Yellow floating heart, which is native to East Asia and the Mediterranean, is the culprit.
Staff are recommending the use of benthic mats, or weed mats, to control the infestation, contingent on approval from the province and federal government.
The mats are a blanket-like barrier made out of synthetic or natural materials that can be placed on a lake bottom to block sunlight from the plant to control growth.
According to a staff report, using the mats would be "relatively inexpensive" compared to other weed-control methods, easy to apply, effective and safe.
But using the mats would require approval from Nova Scotia's Environment Department and Fisheries and Oceans Canada.
Yellow floating heart was first reported at Little Albro Lake in 2006 and "quickly grew to dominate the surface of the lake," the report states.

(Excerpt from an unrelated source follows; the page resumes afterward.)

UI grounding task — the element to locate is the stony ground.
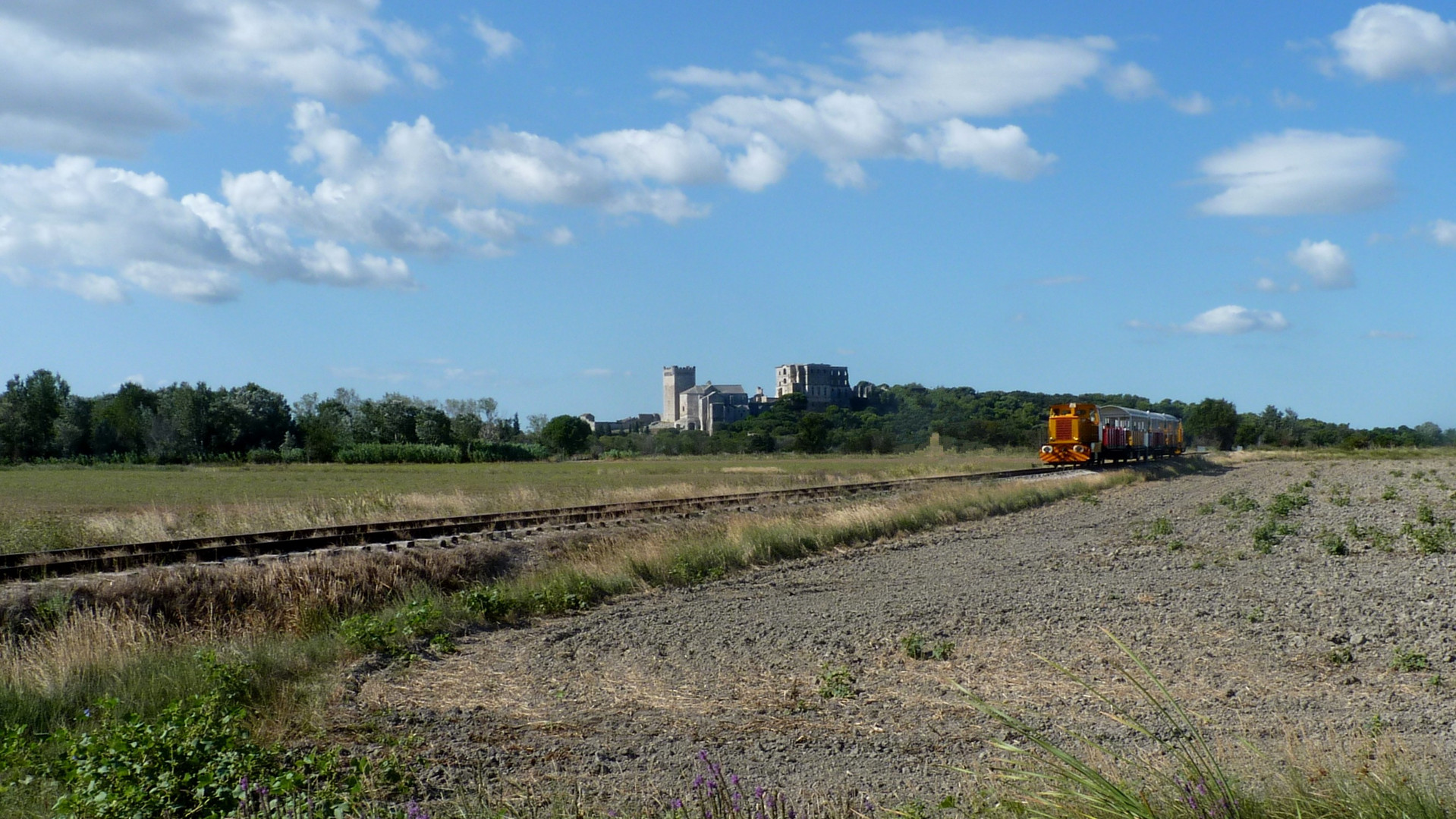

The plant is thick, making it difficult for swimming and boating.
The plants produce hairy seeds, which can attach to wildlife and boat hulls, making it possible to spread to other lakes.
According to the report, area residents have advised their municipal councillor that the plant covers the lake surface, overtakes the lake's native vegetation and restricts any use of the lake for swimming or boating from May to September.
It could take up to three months to develop a pilot project and to get regulatory approval for using weed mats, which would delay an installation until the fall. So, "it may be prudent to delay mat installation until spring 2020," the report said.
The estimated cost of the proposed pilot project is $25,000.